The $9-billion pipeline project – which will carry 760,000 barrels per day between Alberta and Wisconsin, connecting with pipelines bound for the US Gulf Coast – has been delayed by a full year due to permitting issue in Minnesota. The news comes just weeks after Enbridge ensured that the pipeline would be fully-operational by the end of 2019, a big ‘whoops’ moment on their part.
It almost goes without saying that this will have a major impact on the already struggling oil and gas sector in Canada, with analysts and government officials calling the move ‘disappointing’ and ‘depressing’.
It’s already causing a majorly-negative ripple effect across a crucial O&G projects in Alberta – specifically, MEG Energy’s Christina Lake oilsands project in north of the province. As a subsequent result of the Enbridge delay, MEG CEO Derek Evans said that they are ‘highly unlikely to complete the expansion of the $275 million project that would see the pipeline’s capacity increased to 113,000 barrels per day, as there’s ‘no point’ in doing so if there isn’t pipeline capacity to bring the oil to market. Makes sense – fair play, MEG.
The Enbridge delay also dealt a major blow to their share value, falling by 6% to $44.52 per share. Many other major oilsands producers also felt the sting; MEG dipped to $5.19 per share, CNRL tumbled down to $35.68, Cenovus dropped to $11.44 – a 6% decline for each company in just one day.

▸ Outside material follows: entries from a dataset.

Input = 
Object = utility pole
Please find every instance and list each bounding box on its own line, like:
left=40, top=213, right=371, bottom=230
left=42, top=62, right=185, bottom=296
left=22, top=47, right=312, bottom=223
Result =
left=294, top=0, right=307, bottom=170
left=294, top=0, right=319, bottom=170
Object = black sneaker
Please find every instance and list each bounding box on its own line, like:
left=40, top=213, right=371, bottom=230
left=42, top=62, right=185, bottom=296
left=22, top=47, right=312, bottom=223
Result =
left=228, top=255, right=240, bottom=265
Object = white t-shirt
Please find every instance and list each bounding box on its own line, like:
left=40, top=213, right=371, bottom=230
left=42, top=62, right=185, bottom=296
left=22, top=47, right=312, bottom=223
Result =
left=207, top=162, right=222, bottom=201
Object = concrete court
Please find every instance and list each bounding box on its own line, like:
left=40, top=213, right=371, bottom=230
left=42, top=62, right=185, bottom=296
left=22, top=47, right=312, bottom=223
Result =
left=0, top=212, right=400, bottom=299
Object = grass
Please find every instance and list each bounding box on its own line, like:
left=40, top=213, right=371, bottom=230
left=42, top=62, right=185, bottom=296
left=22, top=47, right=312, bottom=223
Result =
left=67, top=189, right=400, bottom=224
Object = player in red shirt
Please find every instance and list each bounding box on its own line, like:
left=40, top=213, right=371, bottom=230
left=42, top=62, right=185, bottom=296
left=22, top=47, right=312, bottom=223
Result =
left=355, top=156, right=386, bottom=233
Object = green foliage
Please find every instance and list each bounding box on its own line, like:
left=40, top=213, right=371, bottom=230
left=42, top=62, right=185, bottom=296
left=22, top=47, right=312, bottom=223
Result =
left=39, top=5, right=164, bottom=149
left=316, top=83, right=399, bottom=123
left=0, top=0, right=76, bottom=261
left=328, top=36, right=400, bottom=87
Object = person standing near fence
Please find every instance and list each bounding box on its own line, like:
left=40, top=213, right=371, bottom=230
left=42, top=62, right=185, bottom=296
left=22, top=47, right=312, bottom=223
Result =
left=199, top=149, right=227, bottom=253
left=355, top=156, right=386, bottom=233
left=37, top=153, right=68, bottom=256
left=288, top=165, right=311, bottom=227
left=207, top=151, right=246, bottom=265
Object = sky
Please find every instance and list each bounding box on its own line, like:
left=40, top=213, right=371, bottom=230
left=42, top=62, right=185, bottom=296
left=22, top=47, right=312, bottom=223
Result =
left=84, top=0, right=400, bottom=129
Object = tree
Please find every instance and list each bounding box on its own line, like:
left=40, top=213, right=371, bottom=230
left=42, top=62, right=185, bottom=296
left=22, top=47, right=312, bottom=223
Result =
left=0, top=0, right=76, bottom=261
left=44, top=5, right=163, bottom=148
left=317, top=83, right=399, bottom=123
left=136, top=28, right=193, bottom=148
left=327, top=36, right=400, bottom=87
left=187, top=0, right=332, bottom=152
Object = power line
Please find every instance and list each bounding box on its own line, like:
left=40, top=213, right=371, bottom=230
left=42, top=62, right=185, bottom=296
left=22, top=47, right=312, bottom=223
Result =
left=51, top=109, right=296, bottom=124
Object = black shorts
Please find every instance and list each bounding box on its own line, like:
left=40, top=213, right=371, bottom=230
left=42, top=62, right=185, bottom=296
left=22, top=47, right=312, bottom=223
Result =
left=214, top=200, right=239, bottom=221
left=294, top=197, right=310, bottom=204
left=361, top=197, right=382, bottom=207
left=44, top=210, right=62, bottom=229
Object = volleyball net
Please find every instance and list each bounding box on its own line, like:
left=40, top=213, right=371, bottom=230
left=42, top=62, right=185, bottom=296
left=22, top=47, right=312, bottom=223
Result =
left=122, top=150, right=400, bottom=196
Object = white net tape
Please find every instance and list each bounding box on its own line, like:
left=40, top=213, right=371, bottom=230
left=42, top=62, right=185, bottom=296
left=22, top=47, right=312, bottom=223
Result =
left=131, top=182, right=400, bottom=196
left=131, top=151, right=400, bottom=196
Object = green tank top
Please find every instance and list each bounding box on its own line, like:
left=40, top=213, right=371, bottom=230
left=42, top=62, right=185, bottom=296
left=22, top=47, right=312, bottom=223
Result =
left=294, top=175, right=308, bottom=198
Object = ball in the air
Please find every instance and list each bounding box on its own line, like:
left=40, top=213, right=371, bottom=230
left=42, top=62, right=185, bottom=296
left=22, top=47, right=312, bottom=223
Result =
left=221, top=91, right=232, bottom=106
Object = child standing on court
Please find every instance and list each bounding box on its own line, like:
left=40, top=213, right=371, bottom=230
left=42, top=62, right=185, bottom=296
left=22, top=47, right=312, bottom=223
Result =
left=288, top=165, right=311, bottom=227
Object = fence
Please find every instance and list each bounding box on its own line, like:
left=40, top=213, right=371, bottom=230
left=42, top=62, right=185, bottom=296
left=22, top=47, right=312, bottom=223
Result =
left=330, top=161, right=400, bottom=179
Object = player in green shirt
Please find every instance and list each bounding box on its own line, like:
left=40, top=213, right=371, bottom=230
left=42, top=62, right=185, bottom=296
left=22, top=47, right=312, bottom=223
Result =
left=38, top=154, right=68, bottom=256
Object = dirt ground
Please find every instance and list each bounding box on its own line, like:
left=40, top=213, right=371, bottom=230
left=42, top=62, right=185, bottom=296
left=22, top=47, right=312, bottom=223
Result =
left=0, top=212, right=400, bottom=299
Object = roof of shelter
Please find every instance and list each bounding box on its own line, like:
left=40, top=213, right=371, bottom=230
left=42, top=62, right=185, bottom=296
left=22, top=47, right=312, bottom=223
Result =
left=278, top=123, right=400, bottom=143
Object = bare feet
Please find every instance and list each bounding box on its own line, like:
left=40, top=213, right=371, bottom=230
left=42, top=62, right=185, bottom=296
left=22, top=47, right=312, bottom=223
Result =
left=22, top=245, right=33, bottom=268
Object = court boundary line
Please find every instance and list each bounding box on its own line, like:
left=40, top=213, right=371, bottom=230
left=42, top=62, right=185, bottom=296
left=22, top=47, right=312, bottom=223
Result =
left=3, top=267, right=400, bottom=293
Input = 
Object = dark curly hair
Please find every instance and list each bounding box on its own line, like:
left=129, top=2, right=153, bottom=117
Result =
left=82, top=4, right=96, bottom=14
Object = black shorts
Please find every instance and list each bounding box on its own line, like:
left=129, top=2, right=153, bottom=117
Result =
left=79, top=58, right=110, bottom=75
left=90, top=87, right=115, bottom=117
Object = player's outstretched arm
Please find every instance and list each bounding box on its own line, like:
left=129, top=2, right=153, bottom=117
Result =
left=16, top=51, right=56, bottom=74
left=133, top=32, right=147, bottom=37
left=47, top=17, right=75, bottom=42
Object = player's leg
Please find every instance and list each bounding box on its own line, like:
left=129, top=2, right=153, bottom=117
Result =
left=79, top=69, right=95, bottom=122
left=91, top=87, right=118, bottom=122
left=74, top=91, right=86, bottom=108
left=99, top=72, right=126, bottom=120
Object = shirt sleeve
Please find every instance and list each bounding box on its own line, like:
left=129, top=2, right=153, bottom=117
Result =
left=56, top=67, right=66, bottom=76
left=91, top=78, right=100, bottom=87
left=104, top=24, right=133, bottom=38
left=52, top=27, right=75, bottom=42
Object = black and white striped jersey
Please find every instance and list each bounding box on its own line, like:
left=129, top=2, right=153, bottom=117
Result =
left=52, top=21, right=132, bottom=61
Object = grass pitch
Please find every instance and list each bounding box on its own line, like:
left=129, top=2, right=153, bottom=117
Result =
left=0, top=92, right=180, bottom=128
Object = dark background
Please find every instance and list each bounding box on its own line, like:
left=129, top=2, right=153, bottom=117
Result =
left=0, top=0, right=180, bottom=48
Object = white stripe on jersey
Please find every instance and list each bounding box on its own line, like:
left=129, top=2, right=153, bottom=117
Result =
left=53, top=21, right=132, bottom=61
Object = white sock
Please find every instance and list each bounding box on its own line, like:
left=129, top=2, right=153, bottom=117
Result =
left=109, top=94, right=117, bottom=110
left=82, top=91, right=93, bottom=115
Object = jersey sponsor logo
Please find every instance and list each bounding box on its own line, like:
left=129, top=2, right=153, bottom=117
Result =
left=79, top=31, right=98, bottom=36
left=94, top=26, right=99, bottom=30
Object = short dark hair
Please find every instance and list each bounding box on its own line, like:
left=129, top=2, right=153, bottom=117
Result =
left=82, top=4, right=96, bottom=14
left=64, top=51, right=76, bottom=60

Enbridge isn’t the only pipeline encountering delays – as we have previously touched on, the Kinder Morgan Trans Mountain pipeline expansions has stalled due to regulatory delays and Bill C-69, and TransCanada’s Keystone XL has battled numerous legal challenges.
In short, the Enbridge delay is basically just more of the same old type of bad news for CDN oil and gas.
What’s the Green New Deal, and Why Is Everyone Talking About It?
You might have heard people debating the the “Green New Deal”; a recently released American congressional resolution that intends to simultaneously address climate change and social inequalities in the United States. The non-binding resolution contains no specific policy proposals, and has been branded as a ’10-year national mobilization” to combat climate change.
Introduced by Fox News’ #1 Public Enemy, Representative Alexandria Ocasio-Cortez (NY) and Senator Edward J. Markey (MA), the resolution would build a framework to “achieve net-zero greenhouse emissions”, and transition to sustainable energy, while creating stable employment, economic security, and securing clean water, housing, fair wages and social equity for Americans.
The “Deal” (named in reference to FDR’s “New Deal”, a WWII-era package of social and economic policies to bolster the American economy) is only a resolution and not a specific set of policies. Despite this, it has been criticized for being a “wish-list” for a progressive agenda, and is being questioned for issues of the cost of putting this “rapid mobilization” into place, specifically its effects on the agricultural, food and transport industries.
Many opponents, including Trump, have cited the costs predicted by the centre-right think-tank, the American Action Forum, of $93 Trillion USD to implement associated policies, and a 2-3% loss in GDP should the resolution be passed.
Those in favour of the resolution claim that despite its lofty ambitions, it is a necessary step towards dealing with climate change. They also argue that a price tag on the Green New Deal must account for economic losses due to the devastating effects of climate change – one UN report estimated a global cost of $69 trillion in association with only a small rise in temperatures.
One of the primary sales points for the Deal itself is to stylize the US as a “climate leader”, given its current status as a nation which accounts for 15 percent of current global carbon dioxide emissions. In a Canadian context, the question of climate leadership is also ongoing, as the topics of carbon pricing and the viability of renewable energy sources are consistently central debates in the lead-up to our next election.